Teacher Notes    




In an earlier objective we defined two figures to be similar if there was a single or sequence of similar transformations that could map the one figure onto the other.  The similarity transformations consist of translations, rotations, reflections and dilations.  These all preserve the shape of the figure.  Due to unique nature of a circle – that it is defined by a single length, the radius, it seems quite obvious that we could use a scale factor to alter the radius in such a way that it could be the same size as another circle.

Teacher Note -- Nothing surprising here... just a nice review of similarity and the similarity transformations. They could actual get tucked into Unit #2 if you wanted to.

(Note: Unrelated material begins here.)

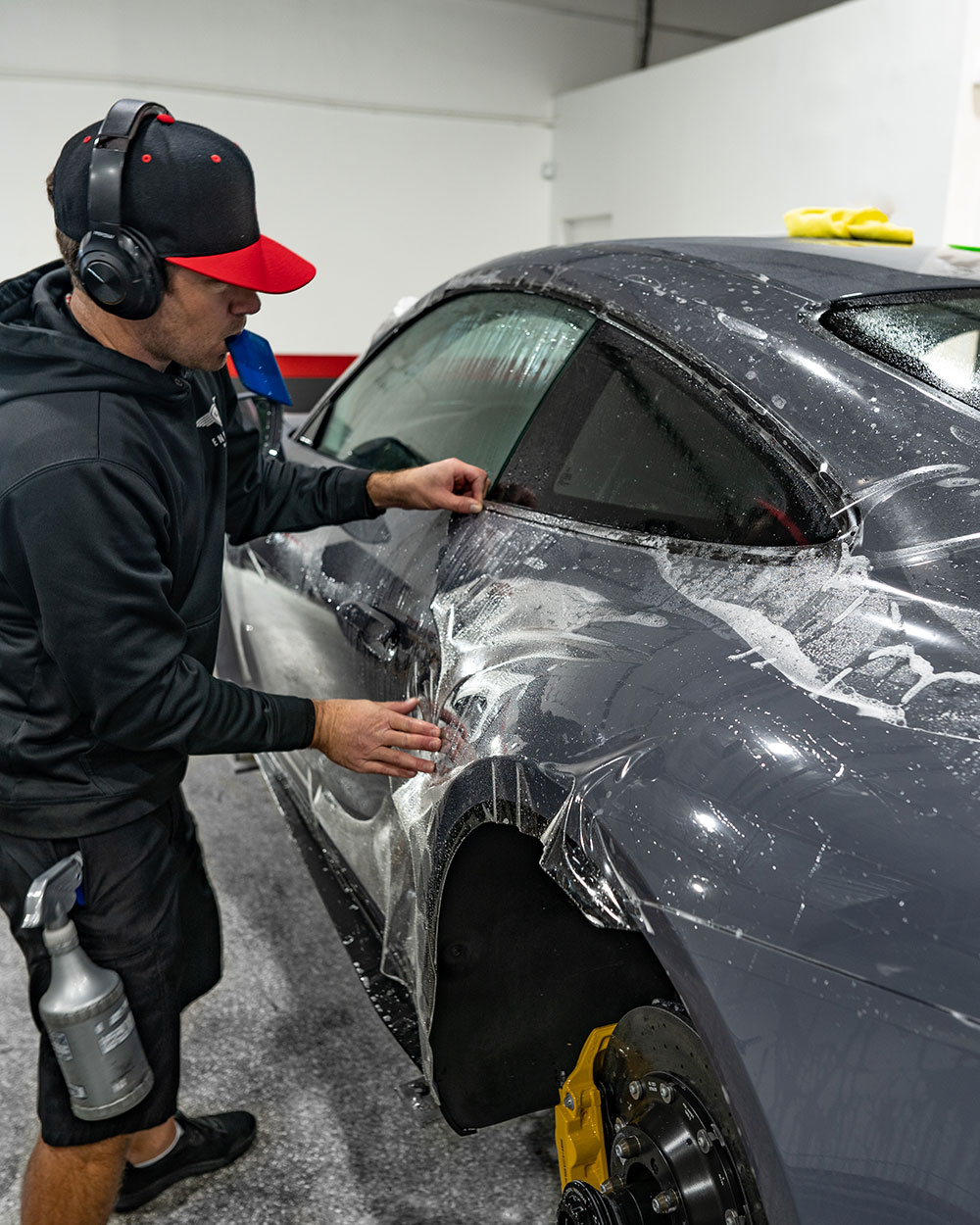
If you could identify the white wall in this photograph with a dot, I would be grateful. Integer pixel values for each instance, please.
(853, 106)
(393, 141)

A sequence of similarity transformation that would always work to establish two circles to be similar would be a translation vector from one center to the other.  This would form two concentric circles (circles with the same center).  Once the circles share a common center then from that center point we could perform a dilation of R:r or r:R… both of these scale factors would map one circle onto the other.


Using the scale factor R:r would be a reduction and would map the large circle onto the smaller circle.  Using the scale factor r:R would be an enlargement and would map the small circle onto the large circle.


Either of these establish that using only similarity transformations, a translation and a dilation, we could map any circle onto another….




If we use a coordinate plane we can be more specific as two our translation and our scale factor.


Thus using two similarity transformations, a translation of <6,-2> and a dilation about B by a scale factor of 3/2  we are able to map circle A onto circle B.